KEY POINTS:
Fletcher Building is backing predictions of a 24 per cent to 38 per cent profit slide caused by deteriorating market conditions.
The company, New Zealand's third-largest, made $467 million this year but shareholders heard yesterday that could fall to between $289 million and $354 million in the year to June 2009.
Fletcher chairman Rod Deane told the annual meeting in Auckland that analysts were forecasting profits at those lower levels for year to June, 2009.
The board agreed. "If current trading conditions were to be maintained throughout the remainder of the year then net earnings for the full year should be within this range," Deane told about 400 people at The Langham, Auckland.
However, the board hopes wants to pay out the same dividend of 48.5c a share, almost double the 2004 dividend of 25cps. Shares closed down 4c yesterday at $5.56.
Deane outlined extremely challenging times for Fletcher.
"We are meeting today in a period of profound economic and financial upheaval worldwide," he said, explaining a four-pronged strategy for the business which has divisions specialising in building products, distribution, infrastructure, laminates and panels, and steel.

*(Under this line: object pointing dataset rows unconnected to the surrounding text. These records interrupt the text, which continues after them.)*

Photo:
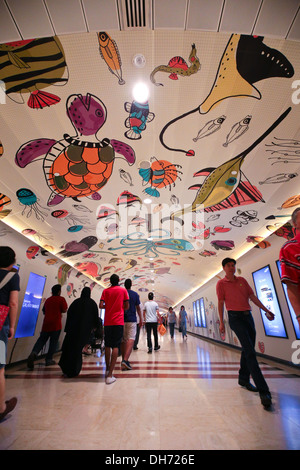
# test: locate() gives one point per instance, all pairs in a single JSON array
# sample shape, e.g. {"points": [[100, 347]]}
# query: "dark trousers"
{"points": [[172, 329], [149, 328], [42, 340], [242, 324]]}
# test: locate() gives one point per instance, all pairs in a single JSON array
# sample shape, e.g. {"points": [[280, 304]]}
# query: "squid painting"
{"points": [[223, 187]]}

"We are very conscious of the need to be prepared for ongoing demanding times by reducing costs vigorously, constraining capital expenditure, emphasising the vital importance of cash flow and maintaining a conservative balance sheet," Deane said.
Fletcher chief executive Jonathan Ling said staff levels were being cut, new projects were undertaken only if they had early payback, inventory was being aggressively managed and cost reductions were being pursued.
The company, which shed 600 workers between August and October, has a hiring freeze and Ling said times were tough.
Conditions in the New Zealand residential market softened but commercial and infrastructure markets had held up. Fletcher's Australian markets were weaker and the sub-prime mortgage crisis in the United States had an impact on Fletcher's Formica operations.
Ling said retail chain PlaceMakers was being hurt by New Zealand's housing downturn. Sales were still growing but at a lower rate - just 2 per cent for the year compared to 11 per cent previously.
One shareholder demanded an apology for Fletcher's $1 billion Formica punt, saying the purchase at the height of the boom last year was extremely badly timed.
Deane said there was no intention of selling and Ling said 60 per cent of Formica's revenue came from Europe and Asia, so the business was not totally dependent on US fortunes.